Accountants therefore had to rediscover their significance for today’s clients, he said.
“What I see as the biggest challenge for you is to remain relevant in a digital world because as you know technology is taking over, so where is your place in this fast-moving world going forward?” he said.
“Really gravitate to value and re-establish what you’re offering.
“At the end of the day, what is your value proposition that you offer your clients?
“If it’s just compliance, all the surveys say that clients want more than just compliance, though it used to be the hook in the past, so just be conscious of these trends in the market.
“Your business is worth only what your recurring revenue is going forward, so if your compliance [work] is dwindling because of all sorts of competition and the race to the bottom [in terms of pricing], then it’s going to impact your valuation when you do exit your business.”
Furthermore, there was new competition in the tax accounting world, he said.
“We’ve got 16,000 tax financial advisers who are your new competitors and can pretty much do everything but lodge returns, however, within their networks they can offer that service so don’t expect that other firms won’t attack your client base,” he said.
“Everyone’s looking to grow businesses and I think the mid-tier firms are starting to offer cheap alternatives for compliance as the hook to get hold of your good clients.
“So just be wary of this as a trend in the marketplace.”
He highlighted that while every practice was different, accountants had a huge advantage as being the point of contact for clients and services around compliance still presented opportunities.
“They come to you as trusted advisers,” he said.
“That’s why some of those diverse service offerings are important to make sure your clients are sticky and retain your services because if you just offer a commodity service, they’re going to be offered that at a much cheaper price and at some point you may lose your good clients and that’s not what you want.
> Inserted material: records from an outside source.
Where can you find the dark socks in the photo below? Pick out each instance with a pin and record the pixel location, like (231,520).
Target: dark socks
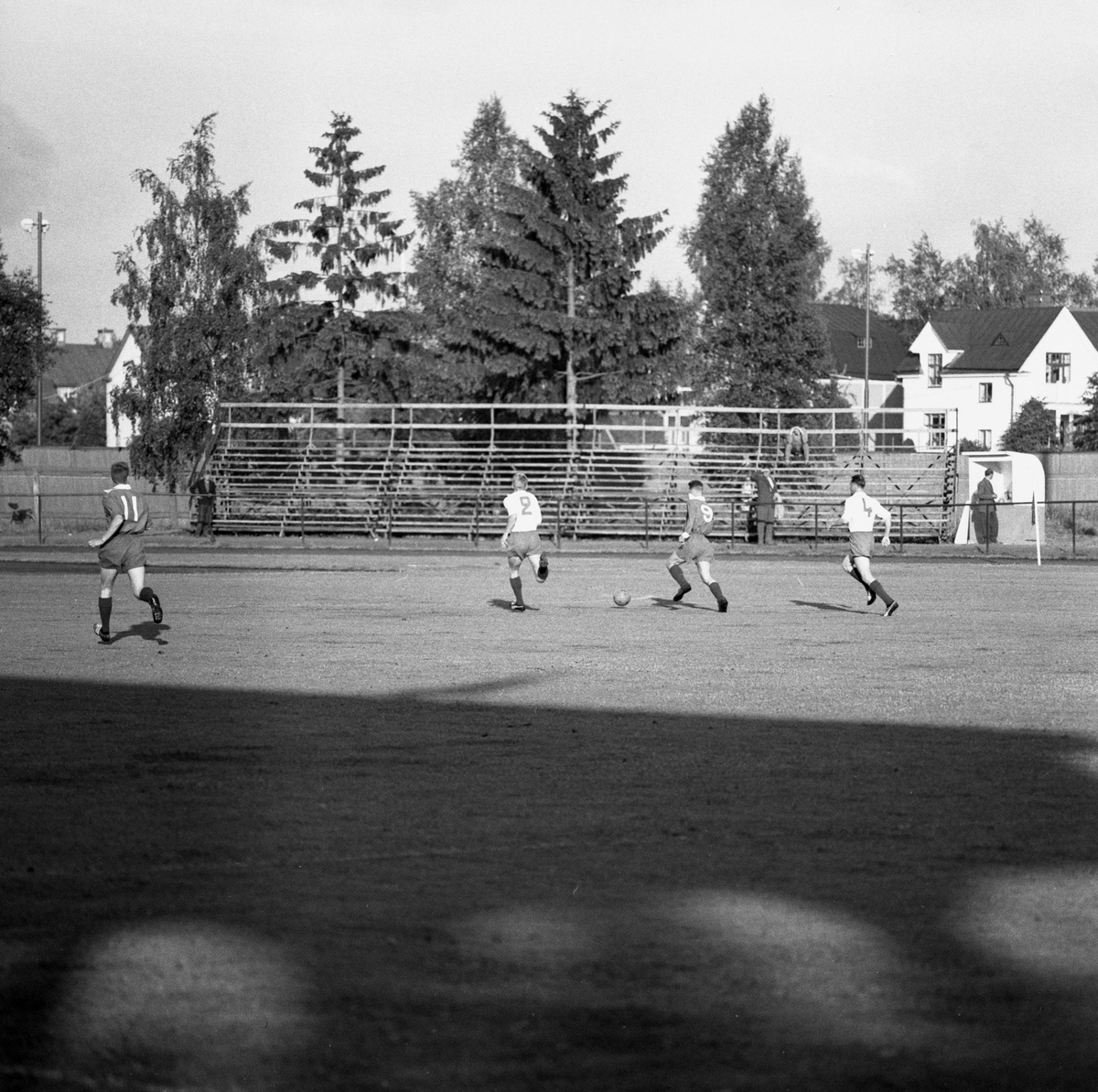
(881,593)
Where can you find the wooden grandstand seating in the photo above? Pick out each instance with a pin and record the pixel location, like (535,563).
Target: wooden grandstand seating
(396,479)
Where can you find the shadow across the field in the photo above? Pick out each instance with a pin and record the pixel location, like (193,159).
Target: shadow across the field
(480,892)
(829,607)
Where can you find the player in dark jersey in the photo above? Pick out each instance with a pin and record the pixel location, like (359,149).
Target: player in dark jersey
(121,548)
(694,546)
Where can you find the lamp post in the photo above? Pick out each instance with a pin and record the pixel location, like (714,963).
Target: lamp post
(867,255)
(39,226)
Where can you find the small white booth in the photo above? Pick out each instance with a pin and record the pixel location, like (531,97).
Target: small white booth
(1017,481)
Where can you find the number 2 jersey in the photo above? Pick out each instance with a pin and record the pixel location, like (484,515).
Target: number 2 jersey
(524,506)
(861,510)
(122,500)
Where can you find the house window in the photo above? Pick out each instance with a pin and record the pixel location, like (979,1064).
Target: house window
(936,429)
(1058,367)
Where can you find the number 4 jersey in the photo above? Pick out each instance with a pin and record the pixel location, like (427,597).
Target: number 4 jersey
(861,510)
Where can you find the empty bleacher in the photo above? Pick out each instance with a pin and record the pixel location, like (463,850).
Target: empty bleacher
(621,472)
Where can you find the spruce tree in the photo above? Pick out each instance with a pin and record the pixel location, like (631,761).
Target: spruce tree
(555,308)
(455,222)
(1086,427)
(758,255)
(319,343)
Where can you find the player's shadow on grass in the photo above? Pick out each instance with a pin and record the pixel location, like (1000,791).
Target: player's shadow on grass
(147,631)
(829,607)
(667,603)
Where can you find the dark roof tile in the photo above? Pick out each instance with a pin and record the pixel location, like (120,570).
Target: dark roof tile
(845,324)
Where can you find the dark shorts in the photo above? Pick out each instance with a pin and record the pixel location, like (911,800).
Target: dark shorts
(861,544)
(522,543)
(696,548)
(122,553)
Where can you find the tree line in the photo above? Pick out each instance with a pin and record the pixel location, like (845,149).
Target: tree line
(522,284)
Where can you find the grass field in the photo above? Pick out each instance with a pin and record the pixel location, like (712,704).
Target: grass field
(369,829)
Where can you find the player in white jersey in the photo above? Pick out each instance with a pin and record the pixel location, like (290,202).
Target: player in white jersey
(521,537)
(860,512)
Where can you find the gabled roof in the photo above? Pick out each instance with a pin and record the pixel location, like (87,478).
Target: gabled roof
(996,340)
(1088,322)
(80,365)
(845,324)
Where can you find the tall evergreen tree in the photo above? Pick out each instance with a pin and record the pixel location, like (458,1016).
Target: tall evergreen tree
(555,307)
(758,255)
(190,289)
(318,343)
(1086,427)
(23,319)
(455,222)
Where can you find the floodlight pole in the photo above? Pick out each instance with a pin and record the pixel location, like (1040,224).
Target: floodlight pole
(38,225)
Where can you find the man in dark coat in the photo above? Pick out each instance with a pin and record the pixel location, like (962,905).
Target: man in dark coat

“What’s important is to make money out of compliance work.
“The big accounting firms knew this a long time ago.”
He used Deloitte Australia as an example of a firm that bought multiple software businesses and created and offered tailored solutions, which all clients had to use.
“And they’ve just concentrated on data analytics – their clients love it and are prepared to pay for it via various pricing models,” he said.
“So compliance is not dead. You’ve just got to work out an efficient way [to do it].
“If you’re not doing this and you’re stuck in the old ways, and if clients haven’t computerised, then it’s going to be difficult for you to make money out of compliance.”
He stressed those trends were part of the new reality for accountants and it was worth revisiting their approach to compliance work, client expectations and billing methods.